Маленьким мальчиком герой отбил у осы полусъеденного кузнечика и затем хоронил его со всевозможными почестями, положив ему в гробницу все самое лучшее, что у него было: пуговицы, детальки из папиной готовальни, блестящие обломки часового механизма. Во взрослом возрасте похороны кузнечика отозвались похоронами бабушки — и, увы, они были уже совсем другими. Бабушкиной смерти втайне радовались, бабушку хоронить торопились — слишком жарко, — а потом также торопились уничтожить ее перепачканное постельное белье, одеяло, тазик, из которого обмывали тело… И эта спешка, и облегчение, испытанное после ее смерти, — причина непроходящего чувства вины героя, протеста, бессилия. Ему очень хочется хоронить ее по-другому — с благоговением, трепетом, нежностью, сопровождавшей похороны кузнечика. Сквозь недовольство собой, муку, внезапный матерный выкрик просвечивает вера: любовь все-таки «никогда не перестает» — это та норма, это та высота, на которую герой смотрит не отрываясь, смотрит с надеждой.
За затейливым, иногда плохо поддающимся расшифровке языком романа стоят простые этические максимы, пусть трудно выполнимые, зато неоспоримые и для автора, и для его героя.
Иными словами, эта проза нравственна — и, по-моему, это главное и основное ее достоинство. Эта проза нравственна, но она еще не родилась. Есть тема, есть страдание, есть боль — нет языка, нет подходящей формы, в которую можно отлить это вполне состоявшееся содержание. Перед нами зародыш с признаками будущего гения, кузнечик, пока что раздавленный косноязычием и грудой лишних слов. Проснется он или дело снова закончится похоронами — покажет время.

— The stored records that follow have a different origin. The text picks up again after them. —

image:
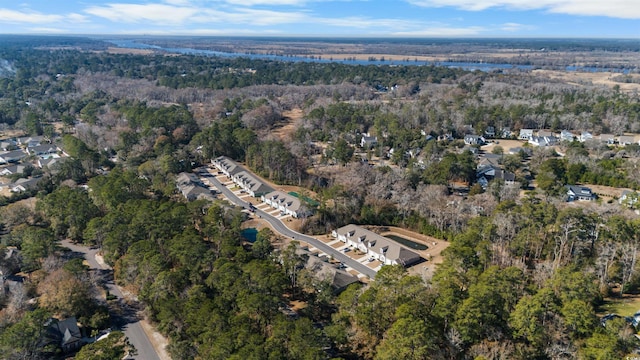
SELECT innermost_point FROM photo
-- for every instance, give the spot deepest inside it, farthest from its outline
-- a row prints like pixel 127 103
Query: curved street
pixel 279 227
pixel 132 329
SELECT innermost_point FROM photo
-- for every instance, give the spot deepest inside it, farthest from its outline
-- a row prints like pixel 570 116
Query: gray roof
pixel 253 183
pixel 11 156
pixel 339 279
pixel 228 164
pixel 30 183
pixel 291 202
pixel 580 190
pixel 191 187
pixel 392 250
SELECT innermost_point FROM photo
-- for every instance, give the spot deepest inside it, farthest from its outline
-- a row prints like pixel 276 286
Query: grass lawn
pixel 626 306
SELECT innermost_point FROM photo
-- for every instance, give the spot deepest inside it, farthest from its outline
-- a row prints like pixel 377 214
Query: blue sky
pixel 392 18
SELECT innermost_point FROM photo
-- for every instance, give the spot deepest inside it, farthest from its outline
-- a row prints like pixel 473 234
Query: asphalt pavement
pixel 132 329
pixel 281 228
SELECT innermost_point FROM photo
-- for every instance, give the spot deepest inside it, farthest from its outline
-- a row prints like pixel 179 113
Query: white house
pixel 376 246
pixel 287 204
pixel 525 134
pixel 566 135
pixel 12 156
pixel 250 183
pixel 368 141
pixel 580 193
pixel 626 140
pixel 629 198
pixel 609 139
pixel 25 184
pixel 543 140
pixel 545 133
pixel 470 139
pixel 585 135
pixel 227 166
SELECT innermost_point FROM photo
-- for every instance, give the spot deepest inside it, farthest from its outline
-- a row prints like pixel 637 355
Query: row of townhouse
pixel 248 182
pixel 377 246
pixel 548 138
pixel 287 204
pixel 192 187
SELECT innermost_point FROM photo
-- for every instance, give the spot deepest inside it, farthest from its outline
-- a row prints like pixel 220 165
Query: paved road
pixel 281 228
pixel 133 329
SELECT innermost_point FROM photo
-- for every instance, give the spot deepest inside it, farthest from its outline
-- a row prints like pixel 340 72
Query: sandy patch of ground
pixel 586 78
pixel 117 50
pixel 291 119
pixel 433 254
pixel 159 342
pixel 505 144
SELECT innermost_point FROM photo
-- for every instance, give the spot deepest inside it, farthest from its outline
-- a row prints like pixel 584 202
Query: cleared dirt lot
pixel 586 78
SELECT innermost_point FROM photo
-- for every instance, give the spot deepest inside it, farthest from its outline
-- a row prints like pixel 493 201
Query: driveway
pixel 279 227
pixel 128 318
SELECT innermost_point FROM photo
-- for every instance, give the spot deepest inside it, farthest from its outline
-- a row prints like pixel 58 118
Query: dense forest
pixel 526 274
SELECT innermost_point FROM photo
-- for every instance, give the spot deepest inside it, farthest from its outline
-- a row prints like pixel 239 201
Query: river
pixel 133 44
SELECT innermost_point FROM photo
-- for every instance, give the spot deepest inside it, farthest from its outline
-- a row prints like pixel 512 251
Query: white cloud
pixel 162 14
pixel 250 16
pixel 266 2
pixel 32 17
pixel 514 27
pixel 366 23
pixel 177 2
pixel 46 30
pixel 133 13
pixel 625 9
pixel 443 31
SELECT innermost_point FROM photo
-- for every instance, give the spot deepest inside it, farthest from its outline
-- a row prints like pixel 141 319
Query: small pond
pixel 250 234
pixel 406 242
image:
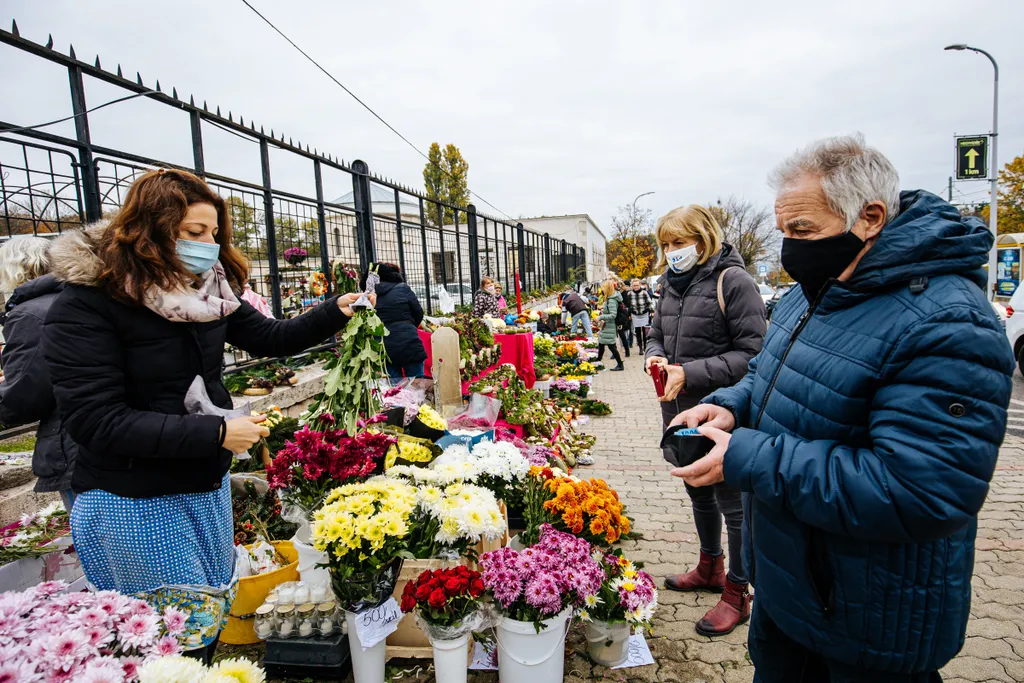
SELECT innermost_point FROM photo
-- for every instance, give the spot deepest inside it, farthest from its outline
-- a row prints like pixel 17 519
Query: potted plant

Майя КУЧЕРСКАЯ.Незримая граница любви
«Именно на русском языке, невзирая на политические превратности, за последние двадцать лет были написаны лучшие стихи (и худшая проза)». Эти слова Набокова были несправедливы в 1940 (кажется) году, когда он писал их, — но, похоже, не так далеки от истины сейчас. Если русская проза не хочет окончательно раствориться в море коммерческой беллетристики, стремительно коммерциализирующегося расхожего постмодерна, аморфного non-fiction и т. д., она должна брать взаймы у своей отнюдь не бедствующей старшей сестры — русской поэзии. Другими словами, поэты должны взяться за прозу и заново научить прозаиков их ремеслу. Я имею в виду не кокетливую «прозу поэта» в специфически жанровом смысле, а по-настоящему ответственно и мастерски написанные книги, авторам которых помогает опыт работы со словом на микроуровне. «Похороны кузнечика» — именно такая книга.
В чем проявляется этот опыт у Кононова? В предельной метафоричности, в барочной «заверченности» фраз — и прежде всего в чувственности, физиологичности мировосприятия, оборачивающейся брезгливостью («Мой детский мир, все связанное с ним я могу теперь уложить в жесткий однозначный классовый принцип — „брезгую — не брезгую“»). Брезгливость — вообще глубоко поэтическая черта. Но если для многих авторов (отчасти даже для Набокова) она является источником образности, средством освобождения от душевной инерции, от связей, накладываемых несовершенным миром, — в случае Кононова это не так. Его книга — о любви к миру, пытающейся преодолеть брезгливость к нему, мучительное отвращение, вызванное поэтической телесной чувствительностью.
(Можно было бы мотивировать эту чувствительность и Югом, Саратовом, где, видимо, происходит действие книги, миром, богатым степной сухостью и речной влагой, плодородным, жирным, — но как раз города в книге нет, мир ее безлюден. «Я есть и внутри себя самого» — это «потрясающее открытие», сделанное в детстве, становится исходной точкой книги; диалог с окружающей реальностью возможен, лишь поскольку он мотивирован сложными отношениями с этим «я внутри».)
Это книга о любви и смерти. Сначала о смерти кузнечика — «крупного кузнечика цвета папиной гимнастерки. Вообще-то я отбил его в бою у осы стебельком кашки, как копьем, она хищно выедала из него, еще живого, замечательно золотоглазого, лежащего на боку, бело-зеленую тину брюшины».